Using full feeds to disseminate your content over RSS may seem silly. After all, if people can consume all your content through their RSS reader, they have no incentive to visit your site. Whereas if you only provide them with a snippet from the entirety of the content, then they have to click through to your website to read more, there by increasing page views, right? Not quite, according to Rick Klau, the Vice President of Publishing Services at FeedBurner.

According to his commentary from a few days ago,

First of all, I think the primary justification often given for partial feeds - that it will drive higher clickthroughs back to the publisher’s site - is off-base… Feed reading is consumption-oriented, not transactionally focused. We’ve seen no evidence that excerpts on their own drive higher clickthroughs.

The main reason for wanting to get readers to click through to one’s content (by using partial feeds) would be to get more advertisement impressions, to which Rick responds by mentioning feed monetizing options (which one is more profitable may ultimately be debatable). Apart from that, Dan brings up an important issue, that of RSS content-scraping which may prevent some people from publishing full feeds, but then himself provides the solution:

1. Use internal linking.

2. Install the Feed Copywriter plugin and add a copyright message and return link to the bottom of your feed.

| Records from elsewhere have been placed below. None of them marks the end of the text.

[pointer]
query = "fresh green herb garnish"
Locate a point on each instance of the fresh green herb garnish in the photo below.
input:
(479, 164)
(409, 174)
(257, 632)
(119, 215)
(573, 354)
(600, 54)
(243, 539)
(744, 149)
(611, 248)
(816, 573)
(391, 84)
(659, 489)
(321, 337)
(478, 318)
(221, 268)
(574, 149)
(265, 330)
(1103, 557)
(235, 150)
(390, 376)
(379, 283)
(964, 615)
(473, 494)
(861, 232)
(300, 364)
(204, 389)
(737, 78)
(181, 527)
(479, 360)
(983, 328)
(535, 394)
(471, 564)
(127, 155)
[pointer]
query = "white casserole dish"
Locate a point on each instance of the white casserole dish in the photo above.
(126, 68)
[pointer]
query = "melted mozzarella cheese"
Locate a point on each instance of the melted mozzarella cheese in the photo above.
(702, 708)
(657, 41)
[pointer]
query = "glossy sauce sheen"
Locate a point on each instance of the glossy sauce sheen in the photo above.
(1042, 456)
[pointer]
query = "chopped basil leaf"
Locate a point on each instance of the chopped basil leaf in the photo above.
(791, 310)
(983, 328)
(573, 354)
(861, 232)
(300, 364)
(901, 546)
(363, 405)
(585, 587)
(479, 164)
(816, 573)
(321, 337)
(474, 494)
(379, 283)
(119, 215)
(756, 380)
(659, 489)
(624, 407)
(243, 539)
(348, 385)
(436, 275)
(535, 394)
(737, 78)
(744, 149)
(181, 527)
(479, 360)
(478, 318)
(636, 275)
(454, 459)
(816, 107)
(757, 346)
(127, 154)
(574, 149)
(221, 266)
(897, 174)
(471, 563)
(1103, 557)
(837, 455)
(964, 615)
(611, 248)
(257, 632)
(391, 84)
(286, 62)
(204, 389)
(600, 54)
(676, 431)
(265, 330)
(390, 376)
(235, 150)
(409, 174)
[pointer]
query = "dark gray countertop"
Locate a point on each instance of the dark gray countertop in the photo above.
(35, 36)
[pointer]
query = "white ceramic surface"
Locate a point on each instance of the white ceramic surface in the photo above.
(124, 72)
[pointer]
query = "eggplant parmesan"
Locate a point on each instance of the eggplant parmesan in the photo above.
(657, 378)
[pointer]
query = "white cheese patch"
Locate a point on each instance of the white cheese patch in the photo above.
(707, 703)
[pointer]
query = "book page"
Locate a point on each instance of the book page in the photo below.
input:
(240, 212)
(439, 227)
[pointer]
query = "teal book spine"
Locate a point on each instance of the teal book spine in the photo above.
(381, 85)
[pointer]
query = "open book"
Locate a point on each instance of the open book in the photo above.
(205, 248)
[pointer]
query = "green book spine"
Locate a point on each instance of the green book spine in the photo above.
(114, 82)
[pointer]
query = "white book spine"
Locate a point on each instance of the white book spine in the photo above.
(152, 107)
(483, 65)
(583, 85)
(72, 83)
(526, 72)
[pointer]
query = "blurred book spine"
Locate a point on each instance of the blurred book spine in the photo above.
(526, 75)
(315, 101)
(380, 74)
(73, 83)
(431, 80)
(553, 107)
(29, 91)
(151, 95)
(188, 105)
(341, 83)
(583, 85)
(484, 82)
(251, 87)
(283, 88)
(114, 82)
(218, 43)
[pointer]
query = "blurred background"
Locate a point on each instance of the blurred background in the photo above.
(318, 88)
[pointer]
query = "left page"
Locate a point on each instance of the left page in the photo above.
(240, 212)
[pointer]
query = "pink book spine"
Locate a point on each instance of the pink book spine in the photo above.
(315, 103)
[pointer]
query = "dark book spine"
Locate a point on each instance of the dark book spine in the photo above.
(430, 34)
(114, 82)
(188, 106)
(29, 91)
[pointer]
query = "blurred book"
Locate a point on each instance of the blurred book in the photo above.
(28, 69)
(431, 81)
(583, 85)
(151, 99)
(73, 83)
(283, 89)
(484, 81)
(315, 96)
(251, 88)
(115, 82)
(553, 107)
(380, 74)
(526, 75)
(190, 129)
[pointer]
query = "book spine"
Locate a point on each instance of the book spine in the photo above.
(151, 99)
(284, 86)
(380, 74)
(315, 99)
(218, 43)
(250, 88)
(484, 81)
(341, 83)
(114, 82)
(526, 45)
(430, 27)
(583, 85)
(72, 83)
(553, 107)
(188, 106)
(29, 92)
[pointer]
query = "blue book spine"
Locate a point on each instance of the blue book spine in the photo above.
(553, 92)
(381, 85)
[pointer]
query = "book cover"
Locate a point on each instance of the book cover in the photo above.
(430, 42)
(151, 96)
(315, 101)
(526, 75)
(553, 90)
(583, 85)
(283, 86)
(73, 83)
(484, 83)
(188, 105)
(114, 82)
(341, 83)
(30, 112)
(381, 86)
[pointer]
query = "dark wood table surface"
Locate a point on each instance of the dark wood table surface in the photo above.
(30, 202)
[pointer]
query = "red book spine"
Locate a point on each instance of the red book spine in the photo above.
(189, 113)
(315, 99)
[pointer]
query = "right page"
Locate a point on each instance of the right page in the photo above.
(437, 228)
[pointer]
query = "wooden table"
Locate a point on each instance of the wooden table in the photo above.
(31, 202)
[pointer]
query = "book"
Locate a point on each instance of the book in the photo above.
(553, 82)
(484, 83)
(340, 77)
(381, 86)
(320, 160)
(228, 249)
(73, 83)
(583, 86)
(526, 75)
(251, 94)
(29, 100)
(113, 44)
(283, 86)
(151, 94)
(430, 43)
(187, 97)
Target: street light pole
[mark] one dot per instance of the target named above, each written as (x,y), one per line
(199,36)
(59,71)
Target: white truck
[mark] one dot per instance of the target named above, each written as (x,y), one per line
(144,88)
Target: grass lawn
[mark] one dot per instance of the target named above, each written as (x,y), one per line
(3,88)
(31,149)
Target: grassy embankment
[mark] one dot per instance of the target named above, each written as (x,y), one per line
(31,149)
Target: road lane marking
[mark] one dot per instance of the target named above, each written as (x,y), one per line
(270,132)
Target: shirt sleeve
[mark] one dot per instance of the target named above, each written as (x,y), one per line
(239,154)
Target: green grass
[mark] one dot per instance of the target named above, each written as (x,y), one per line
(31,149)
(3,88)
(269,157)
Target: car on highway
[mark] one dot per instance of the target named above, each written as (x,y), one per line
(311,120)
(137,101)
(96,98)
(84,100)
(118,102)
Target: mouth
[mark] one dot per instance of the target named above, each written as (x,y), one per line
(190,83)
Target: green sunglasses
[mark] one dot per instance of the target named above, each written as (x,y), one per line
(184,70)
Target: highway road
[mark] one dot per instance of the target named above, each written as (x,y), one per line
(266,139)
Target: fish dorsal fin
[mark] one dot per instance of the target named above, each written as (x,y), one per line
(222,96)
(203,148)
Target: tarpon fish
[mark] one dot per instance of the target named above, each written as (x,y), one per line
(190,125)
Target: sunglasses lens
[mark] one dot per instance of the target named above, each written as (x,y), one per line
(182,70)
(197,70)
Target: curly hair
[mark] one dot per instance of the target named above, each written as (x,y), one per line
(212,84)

3. Regularly check Copyscape to see if anyone is using your content.

With protection against scrapers available, along with the ability to easily monetize your feed, and knowing that people are much more likely to subscribe to full feeds rather than partial feeds, what’s keeping you from making the entirety of your content available through RSS feeds? Mike Arrington is doing it, and so are Richard MacManus and Pete Cashmore. What’s holding you back?